Posted by Daver Lapka
09/30 @ 11:34 AM
With all due respect--I think you mean, "was true."

In yesterday's world where change wasn't at lightspeed there were certain business constants. The last several years the Congress has been debating current year tax laws into January of the following year when the payments are due anyway. So what might have been true all year long as a sound business reason could be negated and reversed after the fact by virtue of tax law changes. ie..discussions of removing the mortgage tax for individuals--but for businesses.

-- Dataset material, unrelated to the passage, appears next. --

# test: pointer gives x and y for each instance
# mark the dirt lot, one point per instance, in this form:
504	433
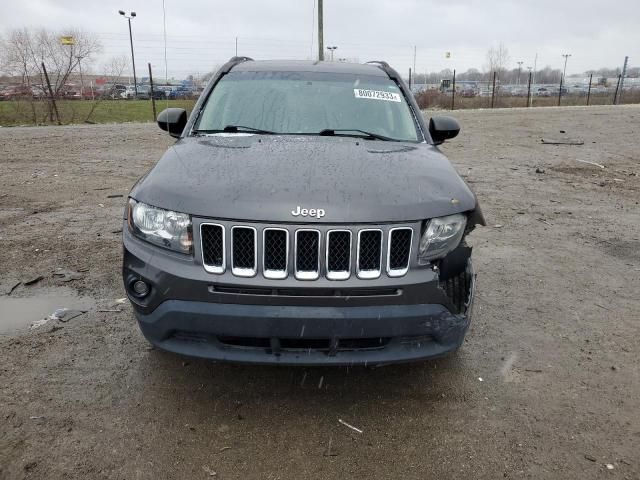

Yes--it'd be nice to know with certainty that a businesses actions would result in something, but corporations for all practical purposes are like people and the changes (necessarily limited in experiments) can no longer be controlled in reality.
Posted by Hans Ulrich van Holt
09/30 @ 10:57 AM
What levitt is saying is true.
BR
UvH
Posted by Daver Lapka
04/04 @ 11:50 AM
Sounds like a self-serving commercial to me. Mr. Levitt's books are very intrigueing and certainly prompt some well-deserved head scratching--but they also emphasize that what we think we know is limited by what correlations we apply to whatever result we experience. ie.. who knew Roe V Wade would lead to crime reduction in NYC. Most even-headed people who read that chapter still question the cause and effect though the logic is clear. So what would Mr Leavitt have businesses do--analysis paralysis, or an endless series of experiments prior to any bold actions?

What I read from the article is a concise explanation as to why academics make the worst beauracrats as the smart ones prefer pragmatism to action and the idealogues almost by definition make the facts fit the desired result anyway like the proponents of Global Warming blaming blizzards on global warming.